Garden asparagus |
Habit,
female flower, phylloclades and berry of the
garden asparagus
Asparagus officinalis L.: | |
Blooming period: | June–July |
Height: | 60–150 cm |
Flowers: | bisexual or monosexual, actinomorphic, Ø 3–6 mm, stamens: 6, styles: 1 |
Tepals: | 6, whitish, yellowish or greenish, fused at the base |
Leaves: | reduced to scales |
Plants perennial, herbaceous, dioecious, with a thick, short, bulbous rootstock. Male plants dense, female plants slim.
Stem upright, glabrous, smooth, woody at the base, above highly branched.
Stem leaves reduced to scales with a short spur at the base. Out of their axils grow bundles of mostly 4–20 acicular phylloclades (short shoots, which take over the function of leaves).
The flowers are solitary or arranged in pairs or threes in the axils of the branches. The flower stalk is 2–20 mm long and has a knot at the center.
Male flowers bell-shaped, 5–6 mm long, female flowers spherical, about 3 mm long. Occasionally occur hermaphrodite flowers.

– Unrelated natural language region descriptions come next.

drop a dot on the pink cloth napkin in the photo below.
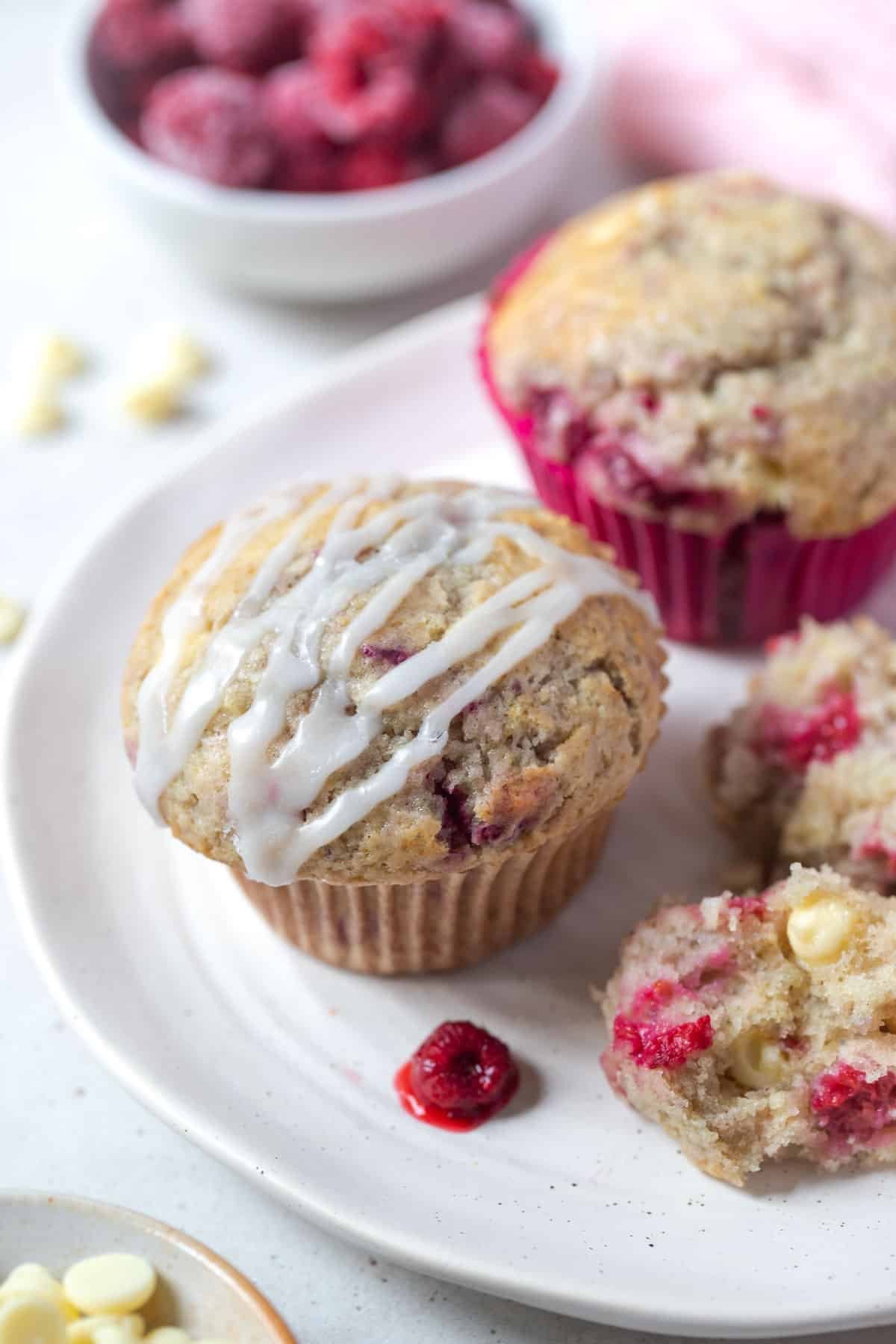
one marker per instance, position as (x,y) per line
(803,90)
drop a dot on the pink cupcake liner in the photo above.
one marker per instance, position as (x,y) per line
(741,588)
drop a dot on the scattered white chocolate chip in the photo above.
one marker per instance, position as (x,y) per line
(13,616)
(153,398)
(50,358)
(89,1328)
(114,1284)
(38,411)
(34,1280)
(755,1061)
(31,1320)
(171,352)
(820,927)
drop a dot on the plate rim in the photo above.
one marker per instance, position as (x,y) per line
(664,1313)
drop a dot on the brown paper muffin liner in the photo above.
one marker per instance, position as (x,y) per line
(444,924)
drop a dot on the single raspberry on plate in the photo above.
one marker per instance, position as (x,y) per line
(484,119)
(208,122)
(464,1070)
(247,35)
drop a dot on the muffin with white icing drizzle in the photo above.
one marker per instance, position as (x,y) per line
(402,712)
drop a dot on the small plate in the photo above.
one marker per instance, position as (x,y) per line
(196,1289)
(282,1066)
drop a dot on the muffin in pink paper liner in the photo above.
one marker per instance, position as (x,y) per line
(703,371)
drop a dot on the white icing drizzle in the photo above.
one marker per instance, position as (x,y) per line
(371,566)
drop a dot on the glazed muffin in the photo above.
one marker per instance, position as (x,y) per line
(806,769)
(704,373)
(763,1027)
(401,712)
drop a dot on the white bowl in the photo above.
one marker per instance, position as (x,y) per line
(196,1289)
(363,243)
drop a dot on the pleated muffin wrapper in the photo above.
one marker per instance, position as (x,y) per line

Petals and sepals not in divided in corolla and calyx (= perigonium), whitish, yellowish or greenish, fused at the base.
The fruits are round berries with 2–3 seeds, initially green, red when ripe, Ø 8 mm. Berries poisonous!
Floral formula: |
♂ * [P3+3 A3+3] G0 ♀ * P3+3 A0 G(3) superior or * [P3+3 A3+3] G(3) superior |
Occurrence:
Roadsides,
dunes, shore, wastelands. Prefers warm, dry and relatively
nitrogen-poor locations.
Distribution:
Initially
Europe, except in the North, Central and South-West Asia, North-West
Africa. As useful plant cosmopolitan represented.